When I first began writing on Substack I wrote about the food memories I had with my mother and my grandfather. I said that I often remember something from childhood if it revolved around food, but when I now start to think about memories with my grandma it rarely does. Recently I've been helping take care of my aging grandmother who I call Mami. I remember vividly that I once called her abuela and she sternly corrected me, saying, "Llamame Mami." From that moment on, I never let an “abuela” slip my lips again.

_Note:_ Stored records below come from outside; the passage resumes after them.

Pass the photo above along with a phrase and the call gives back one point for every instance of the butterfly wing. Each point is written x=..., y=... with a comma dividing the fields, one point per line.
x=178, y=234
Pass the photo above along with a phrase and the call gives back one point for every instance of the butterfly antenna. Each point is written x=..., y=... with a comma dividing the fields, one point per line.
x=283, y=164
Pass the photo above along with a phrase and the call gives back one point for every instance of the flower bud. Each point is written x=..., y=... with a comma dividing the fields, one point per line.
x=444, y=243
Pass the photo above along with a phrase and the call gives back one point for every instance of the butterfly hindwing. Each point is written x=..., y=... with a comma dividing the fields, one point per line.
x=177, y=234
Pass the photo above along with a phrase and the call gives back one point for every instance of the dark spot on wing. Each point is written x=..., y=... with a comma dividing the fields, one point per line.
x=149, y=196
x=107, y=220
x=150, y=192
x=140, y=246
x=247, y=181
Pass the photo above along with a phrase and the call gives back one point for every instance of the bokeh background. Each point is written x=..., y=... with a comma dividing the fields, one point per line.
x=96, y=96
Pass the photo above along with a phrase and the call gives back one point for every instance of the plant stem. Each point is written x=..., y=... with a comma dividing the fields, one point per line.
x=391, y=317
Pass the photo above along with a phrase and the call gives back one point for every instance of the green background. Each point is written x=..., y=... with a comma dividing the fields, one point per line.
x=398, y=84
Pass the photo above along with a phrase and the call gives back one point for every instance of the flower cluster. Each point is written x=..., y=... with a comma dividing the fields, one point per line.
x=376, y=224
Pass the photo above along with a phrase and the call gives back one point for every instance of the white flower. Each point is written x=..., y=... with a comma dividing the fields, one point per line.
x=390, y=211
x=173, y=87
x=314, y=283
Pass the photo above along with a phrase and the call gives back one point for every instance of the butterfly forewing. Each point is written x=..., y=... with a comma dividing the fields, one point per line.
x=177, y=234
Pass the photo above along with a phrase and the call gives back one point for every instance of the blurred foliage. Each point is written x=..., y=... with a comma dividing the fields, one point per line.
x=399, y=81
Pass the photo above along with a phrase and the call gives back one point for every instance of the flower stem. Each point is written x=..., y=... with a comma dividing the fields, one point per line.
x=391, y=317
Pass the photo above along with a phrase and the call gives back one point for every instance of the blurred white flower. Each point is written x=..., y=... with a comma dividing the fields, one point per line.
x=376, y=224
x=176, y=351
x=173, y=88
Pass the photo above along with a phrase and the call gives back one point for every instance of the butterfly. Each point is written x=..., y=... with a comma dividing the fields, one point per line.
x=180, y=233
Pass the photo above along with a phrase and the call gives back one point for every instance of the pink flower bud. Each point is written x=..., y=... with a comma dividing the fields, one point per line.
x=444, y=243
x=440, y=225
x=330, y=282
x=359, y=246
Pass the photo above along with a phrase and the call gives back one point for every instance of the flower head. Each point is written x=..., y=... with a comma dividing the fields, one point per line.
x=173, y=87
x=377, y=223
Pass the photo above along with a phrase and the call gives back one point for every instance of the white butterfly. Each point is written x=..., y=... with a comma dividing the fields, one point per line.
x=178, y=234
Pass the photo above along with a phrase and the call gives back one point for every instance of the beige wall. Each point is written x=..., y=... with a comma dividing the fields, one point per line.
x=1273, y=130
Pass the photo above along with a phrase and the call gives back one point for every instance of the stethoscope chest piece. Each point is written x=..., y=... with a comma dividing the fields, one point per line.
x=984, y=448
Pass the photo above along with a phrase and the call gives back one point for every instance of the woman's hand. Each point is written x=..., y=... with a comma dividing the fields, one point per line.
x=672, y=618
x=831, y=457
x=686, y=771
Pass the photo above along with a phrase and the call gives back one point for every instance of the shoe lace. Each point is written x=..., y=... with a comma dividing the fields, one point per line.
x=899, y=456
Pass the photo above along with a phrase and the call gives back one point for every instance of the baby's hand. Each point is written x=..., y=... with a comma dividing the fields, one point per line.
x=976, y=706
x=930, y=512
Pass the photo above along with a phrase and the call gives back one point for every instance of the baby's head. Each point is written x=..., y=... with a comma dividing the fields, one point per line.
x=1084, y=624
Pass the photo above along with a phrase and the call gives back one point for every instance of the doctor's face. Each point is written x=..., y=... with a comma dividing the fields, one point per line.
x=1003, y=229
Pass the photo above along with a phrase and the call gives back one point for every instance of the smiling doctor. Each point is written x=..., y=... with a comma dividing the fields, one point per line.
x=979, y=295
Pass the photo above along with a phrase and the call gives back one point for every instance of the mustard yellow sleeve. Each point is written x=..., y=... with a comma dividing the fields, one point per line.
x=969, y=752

Mami, who will turn 83 on September 1st, is still able-bodied (thank goodness!) but not as strong as she used to be. She lives alone and is finding it increasingly difficult to stay home by herself, so we've gotten her an aid to fix her meals and help her with everyday tasks. I do my part by visiting her often and sitting with her as tells me the same stories over and over again. Mami has early stages of dementia and doesn't have great short-term memory. What she may have just told you two minutes ago she will forget and repeat with the same vigor and details. The repetition is something we've all been adjusting to for a while. To be honest it may be something you tune out because you've heard it several times in just one day. What is so extraordinary though is that she has not lost her long-term memory.
She recounts the story of how she met my grandpa and moved to this country in the very early 60s before the huge wave of Dominicans came in the 70s and 80s. She will tell me how she gave birth to my mom during a snowstorm and my grandpa tried to convince her to stay home because the weather was too crazy outside to travel to the hospital. Mami loves telling anyone about her time as a twenty year old telephone operator back in the Dominican Republic. She would connect folks through the switchboard and make sure they paid for their time on the calls. We jokingly say that she loved that job so much because she loves to talk.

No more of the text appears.